Igualmente pasa con los fiscales en yunta con algunos jueces o magistrados de tribunales superiores. Cuanto favor le harían al Chocó y a Colombia desengavetando los expedientes y condenando a esos malandros que en muchas ocasiones siquiera roban para vivir mejor, porque ni la conciencia ni los abogados, fiscales y jueces, llámense magistrados o lo que sea, los dejan.
Y los que roban suficiente se hacen elegir popularmente para seguir en las mismas y hasta peor, porque con “la credencial”, quitan y ponen. Lo que uno no puede entender, es cómo hay gente que les sigue el son y los apoya, independientemente de la plata que reciben por el voto. Porque todos los votos no son comprados.
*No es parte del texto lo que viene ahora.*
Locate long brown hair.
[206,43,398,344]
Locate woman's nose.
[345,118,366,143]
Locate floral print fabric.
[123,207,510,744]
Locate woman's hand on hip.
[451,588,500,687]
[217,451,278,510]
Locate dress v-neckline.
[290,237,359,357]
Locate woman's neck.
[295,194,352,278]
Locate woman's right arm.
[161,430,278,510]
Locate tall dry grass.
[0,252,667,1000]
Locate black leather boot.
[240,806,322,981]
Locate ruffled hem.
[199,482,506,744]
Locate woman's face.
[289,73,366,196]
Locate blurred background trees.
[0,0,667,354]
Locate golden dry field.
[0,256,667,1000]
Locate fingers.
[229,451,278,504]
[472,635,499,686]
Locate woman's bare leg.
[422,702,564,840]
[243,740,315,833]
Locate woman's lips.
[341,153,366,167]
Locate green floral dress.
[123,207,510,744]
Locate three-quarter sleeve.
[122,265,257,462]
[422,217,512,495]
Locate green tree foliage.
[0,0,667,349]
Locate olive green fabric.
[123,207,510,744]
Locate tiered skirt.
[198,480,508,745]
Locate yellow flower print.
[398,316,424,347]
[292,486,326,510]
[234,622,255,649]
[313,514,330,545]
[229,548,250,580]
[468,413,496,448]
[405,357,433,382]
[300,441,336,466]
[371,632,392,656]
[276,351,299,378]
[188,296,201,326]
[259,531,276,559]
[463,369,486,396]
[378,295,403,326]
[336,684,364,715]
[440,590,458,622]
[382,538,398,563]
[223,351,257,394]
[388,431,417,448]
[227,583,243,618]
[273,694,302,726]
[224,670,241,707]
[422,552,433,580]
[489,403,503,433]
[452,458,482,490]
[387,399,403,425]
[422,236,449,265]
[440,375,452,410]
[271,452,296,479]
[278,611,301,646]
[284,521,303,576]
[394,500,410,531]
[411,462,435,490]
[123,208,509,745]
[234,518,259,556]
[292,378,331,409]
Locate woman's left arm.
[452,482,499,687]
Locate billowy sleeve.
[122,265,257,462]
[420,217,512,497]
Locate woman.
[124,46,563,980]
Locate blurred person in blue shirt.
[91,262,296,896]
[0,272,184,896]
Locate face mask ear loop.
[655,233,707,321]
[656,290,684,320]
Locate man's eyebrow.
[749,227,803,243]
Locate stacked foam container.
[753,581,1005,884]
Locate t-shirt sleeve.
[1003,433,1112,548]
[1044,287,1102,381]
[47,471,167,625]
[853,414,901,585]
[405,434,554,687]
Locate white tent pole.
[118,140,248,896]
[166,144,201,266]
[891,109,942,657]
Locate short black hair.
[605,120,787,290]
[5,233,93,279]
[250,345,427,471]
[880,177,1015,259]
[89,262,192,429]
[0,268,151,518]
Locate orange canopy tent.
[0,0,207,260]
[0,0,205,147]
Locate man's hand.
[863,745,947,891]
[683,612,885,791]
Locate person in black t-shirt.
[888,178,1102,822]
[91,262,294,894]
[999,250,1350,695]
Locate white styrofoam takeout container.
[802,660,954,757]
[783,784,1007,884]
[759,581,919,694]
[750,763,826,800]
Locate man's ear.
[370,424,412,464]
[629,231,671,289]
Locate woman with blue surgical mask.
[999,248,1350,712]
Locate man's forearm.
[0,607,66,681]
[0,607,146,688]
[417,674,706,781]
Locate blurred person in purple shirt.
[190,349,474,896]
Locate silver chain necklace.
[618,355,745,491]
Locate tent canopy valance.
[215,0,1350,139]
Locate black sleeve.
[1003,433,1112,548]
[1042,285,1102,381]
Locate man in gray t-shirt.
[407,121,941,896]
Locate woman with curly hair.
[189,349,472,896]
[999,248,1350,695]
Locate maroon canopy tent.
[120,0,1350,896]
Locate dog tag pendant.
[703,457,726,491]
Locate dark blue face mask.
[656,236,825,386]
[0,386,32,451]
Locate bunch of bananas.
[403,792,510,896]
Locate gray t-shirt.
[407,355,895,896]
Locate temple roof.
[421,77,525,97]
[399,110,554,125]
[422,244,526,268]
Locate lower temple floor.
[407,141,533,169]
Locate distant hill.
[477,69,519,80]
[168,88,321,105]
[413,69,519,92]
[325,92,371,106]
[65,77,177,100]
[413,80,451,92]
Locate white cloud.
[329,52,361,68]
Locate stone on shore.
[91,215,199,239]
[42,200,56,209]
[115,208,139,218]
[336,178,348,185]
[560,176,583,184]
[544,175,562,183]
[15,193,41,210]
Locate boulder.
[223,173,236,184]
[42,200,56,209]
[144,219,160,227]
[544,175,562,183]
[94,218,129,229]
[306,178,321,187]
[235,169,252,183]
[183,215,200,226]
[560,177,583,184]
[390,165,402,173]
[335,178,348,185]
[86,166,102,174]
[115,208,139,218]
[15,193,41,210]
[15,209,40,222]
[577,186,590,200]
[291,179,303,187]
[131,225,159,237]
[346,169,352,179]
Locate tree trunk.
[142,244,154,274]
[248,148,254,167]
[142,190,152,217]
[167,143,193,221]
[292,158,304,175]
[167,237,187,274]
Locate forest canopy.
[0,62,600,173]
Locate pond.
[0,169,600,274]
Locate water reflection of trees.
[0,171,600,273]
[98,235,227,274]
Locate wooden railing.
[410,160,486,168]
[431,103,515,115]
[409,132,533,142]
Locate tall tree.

Entonces hay gente sinvergüenza que los apoya, sin ponerse a pensar en el daño que le hacen, inclusive a sí mismos o a su misma familia o amigos.
De verdad, no es posible que procesos que ya están solo para condena y se hayan estancado. Esos personajes hablando de mingas, de alianzas, de mesas, de lo que quieran para engañar a la gente, cuando deberían estar a la sombra. Pensar que un juez determine que “no es peligro para la sociedad” aquel o aquella que se roba la plata del Estado, los recursos que deberían llegar a la prestación del servicio eficiente de salud o de una obra de beneficio general, como la mayoría de las que emprende el Estado y que le asignan a un ente territorial o local para que se beneficie esa sociedad y un (os) bandido (s) en concierto para delinquir se los queden en sus bolsillos.
Debería haber sanción penal máxima y cobrarles, por homicidio, los pacientes que fallecen en un hospital por falta de atención a esos bandidos que se han robado la plata de los hospitales y de la salud en general. No puede ser que una persona que se roba la plata del deporte, en la cárcel ponga cara de sufrida y quede libre y esté apoyando candidatos y pontificando en política en algún grupo y el proceso engavetado.
Ahora, qué falta de seriedad de esos candidatos que reciben todo el lumpen de la política chocoana solo por “llegar” a cualquier costo.
Por favor Señor Presidente, hágale un favor al Chocó, un tribunal anticorrupción como el que en algún momento se mencionó sería lo más adecuado y vaya que de verdad salvaría al Chocó. La esperanza es lo último que se pierde, pero no se avizora mejoramiento para este tan vilipendiado departamento.